Finestre sull'arte

La ventesima Biennale del Muro Dipinto, a Dozza dal 15 al 18 settembre, è la migliore occasione per visitare una galleria a cielo aperto di fama internazionale. Senza code né biglietti d'ingresso.

Indice dell'itinerario

Sebastian Matta è passato di qui. Ma anche Bruno Saetti, Aligi Sassu, Domenico Purificato, Ennio Calabria e tanti altri artisti italiani e stranieri hanno lasciato una loro traccia sulle mura e negli archivi di Dozza.
E pensare che tutto è cominciato in sordina, quasi per caso. Nel 1960, per distinguersi dalla diffusa consuetudine delle ex tempore pittoriche, in questo piccolo borgo alle pendici dell’Appennino Imolese qualcuno pensa di invitare artisti di chiara fama a decorarne le mura. Agli inizi è un concorso a premi, con l’unico obbligo di consegnare agli organizzatori il bozzetto originale dell’opera; l’obiettivo è quello di riqualificare e “abbellire” un contesto urbano votato al degrado con la povertà e l’abbandono del dopoguerra, creando oltretutto un motivo di attrazione turistica. Le prime edizioni si svolgono a cadenza annuale, ma il successo dell’iniziativa consiglia già nel 1965 di trasformare la manifestazione in Biennale d’Arte del Muro Dipinto, portando finora entro le mura della cittadina più di 200 artisti (questa ventesima edizione coincide pertanto con il quarantennale della rassegna).
«A Dozza possediamo un’invidiabile testimonianza dell’arte contemporanea internazionale dagli anni Sessanta ad oggi» afferma con orgoglio il sindaco Antonio Borghi. «Sono più di novanta le opere d’autore in una galleria d’arte a cielo aperto che non ha eguali, e che si arricchirà ulteriormente quando riusciremo a rendere visibili al pubblico anche i bozzetti originali».

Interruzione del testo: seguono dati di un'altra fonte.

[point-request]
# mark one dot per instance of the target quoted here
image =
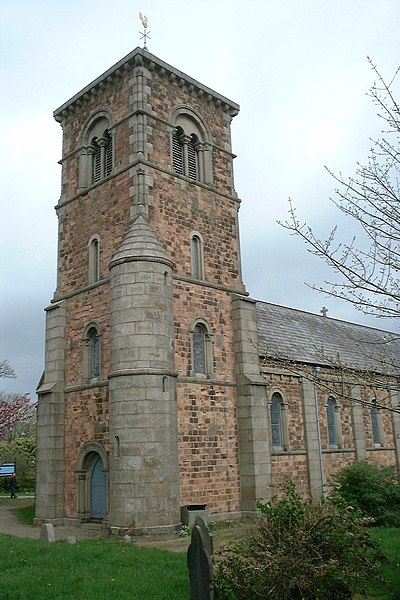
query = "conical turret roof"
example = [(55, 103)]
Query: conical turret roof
[(140, 243)]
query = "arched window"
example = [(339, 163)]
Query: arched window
[(94, 259), (92, 353), (196, 251), (94, 342), (276, 420), (331, 421), (201, 349), (102, 153), (177, 151), (279, 424), (193, 158), (376, 426), (97, 150), (191, 145)]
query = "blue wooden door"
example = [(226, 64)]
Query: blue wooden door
[(98, 493)]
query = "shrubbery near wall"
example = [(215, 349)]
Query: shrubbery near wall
[(298, 550), (371, 489)]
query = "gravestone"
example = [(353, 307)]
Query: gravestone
[(199, 561), (47, 533)]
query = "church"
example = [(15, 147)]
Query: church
[(167, 389)]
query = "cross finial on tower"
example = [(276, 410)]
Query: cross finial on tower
[(145, 34)]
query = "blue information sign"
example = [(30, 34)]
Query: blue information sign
[(7, 469)]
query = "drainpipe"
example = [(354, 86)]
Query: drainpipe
[(321, 463)]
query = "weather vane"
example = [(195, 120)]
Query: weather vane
[(145, 34)]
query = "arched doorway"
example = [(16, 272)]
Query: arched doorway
[(91, 475), (98, 488)]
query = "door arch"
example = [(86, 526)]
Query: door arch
[(91, 475), (97, 488)]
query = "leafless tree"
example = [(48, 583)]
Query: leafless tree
[(366, 267)]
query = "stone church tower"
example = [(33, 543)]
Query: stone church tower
[(147, 378)]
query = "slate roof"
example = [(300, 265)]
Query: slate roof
[(299, 336)]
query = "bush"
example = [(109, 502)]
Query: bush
[(298, 550), (371, 489), (22, 452)]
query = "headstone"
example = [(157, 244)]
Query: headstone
[(199, 562), (47, 533)]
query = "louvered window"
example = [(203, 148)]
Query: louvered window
[(193, 159), (197, 258), (276, 420), (199, 350), (331, 419), (109, 154), (178, 160), (94, 261), (96, 162)]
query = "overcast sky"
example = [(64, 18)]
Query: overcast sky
[(299, 70)]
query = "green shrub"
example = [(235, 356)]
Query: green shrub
[(298, 550), (371, 489)]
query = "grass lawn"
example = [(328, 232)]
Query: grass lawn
[(108, 569), (89, 570), (389, 538)]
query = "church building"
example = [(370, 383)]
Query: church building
[(166, 386)]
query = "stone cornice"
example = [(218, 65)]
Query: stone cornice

Se ogni momento dell’anno è buono per visitare gli affreschi che caratterizzano il borgo di Dozza, vero è che la ricorrenza della Biennale conferisce al paese un’atmosfera tutta particolare. «E’ sempre più difficile per gli organizzatori trovare artisti disponibili a misurarsi con questa prova. Un po’ per i tempi contenuti, un po’ per l’obbligo di lavorare all’aperto, a costante contatto con il pubblico. Eppure a ogni edizione si ricrea invariabilmente un clima magico, che va a rinsaldare il legame – mai scontato – tra gli artisti e i cittadini».
Questi ultimi, ormai consumati intenditori (è naturale che ci si affinino gli occhi, quando la vista dell’arte permea in modo così significativo l’esistenza quotidiana), non di rado intrecciano amicizie con i singolari ospiti del loro paese; e lo provano i tanti bozzetti e disegni “nascosti” dentro le case, perfino nelle cantine, ivi realizzati dall’artista di turno a suggellare un’intesa, uno scambio di vedute o, chissà, un amore segreto tra la finestra o la soglia di casa e l’impalcatura.

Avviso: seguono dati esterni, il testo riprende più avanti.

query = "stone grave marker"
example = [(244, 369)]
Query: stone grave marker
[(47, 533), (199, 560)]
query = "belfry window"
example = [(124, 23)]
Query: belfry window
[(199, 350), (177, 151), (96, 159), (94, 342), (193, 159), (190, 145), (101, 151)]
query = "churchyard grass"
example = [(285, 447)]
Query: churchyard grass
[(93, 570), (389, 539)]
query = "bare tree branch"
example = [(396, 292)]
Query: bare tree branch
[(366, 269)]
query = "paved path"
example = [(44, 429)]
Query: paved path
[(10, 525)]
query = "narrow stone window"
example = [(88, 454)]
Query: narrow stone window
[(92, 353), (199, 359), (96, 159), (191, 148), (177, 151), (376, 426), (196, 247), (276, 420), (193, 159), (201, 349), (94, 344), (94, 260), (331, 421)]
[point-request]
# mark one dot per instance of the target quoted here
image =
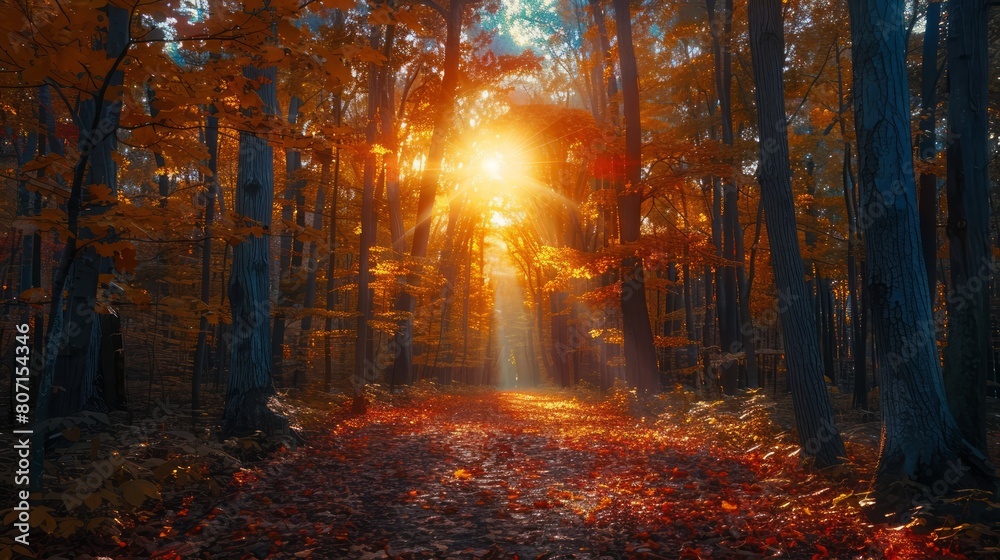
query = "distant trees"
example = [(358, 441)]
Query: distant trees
[(921, 442), (967, 358), (640, 357)]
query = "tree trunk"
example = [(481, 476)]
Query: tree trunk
[(249, 385), (331, 268), (968, 186), (640, 355), (212, 145), (813, 413), (921, 442), (928, 145), (403, 365)]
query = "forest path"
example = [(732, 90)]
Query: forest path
[(536, 475)]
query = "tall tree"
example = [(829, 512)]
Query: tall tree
[(201, 349), (250, 386), (640, 355), (966, 356), (403, 364), (818, 433), (921, 442)]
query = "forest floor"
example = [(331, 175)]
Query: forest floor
[(546, 475)]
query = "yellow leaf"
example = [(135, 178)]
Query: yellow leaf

Per l’edizione 2005 la Fondazione Dozza Città d’Arte, creata lo scorso anno sotto la presidenza di Eugenio Riccomini e la direzione artistica di Marilena Pasquali, (già direttrice del Museo Morandi di Bologna), ha in serbo qualche interessante novità. «Al fine di incrementare il rapporto tra il tessuto urbano di Dozza e le opere, quest’anno sono stati invitati anche tre scenografi che realizzeranno delle installazioni inserite armoniosamente nel contesto del borgo». Ancora più significativo sarà il coinvolgimento della Rocca Sforzesca che domina l’abitato: «Tradizionalmente sentita come una realtà a sé stante, lontana dalla popolazione, quest’anno la dimora dei Malavezza sarà una tappa di primo piano della Biennale, ospitando nelle proprie sale anche alcune opere degli artisti presenti alla manifestazione».
E per abbracciare tutti e cinque i sensi, oltre agli spettacoli teatrali e musicali (con testi di Dario Fo, canzoni di Giorgio Gaber e musiche da Bach a Béla Bartók) una sontuosa cena all’interno della stessa rocca offrirà l’occasione di sedere a tavola con gli artisti: naturalmente degustando le specialità selezionate dall’Enoteca Regionale Emilia Romagna, che fortuna vuole abbia sede proprio nelle cantine del maniero.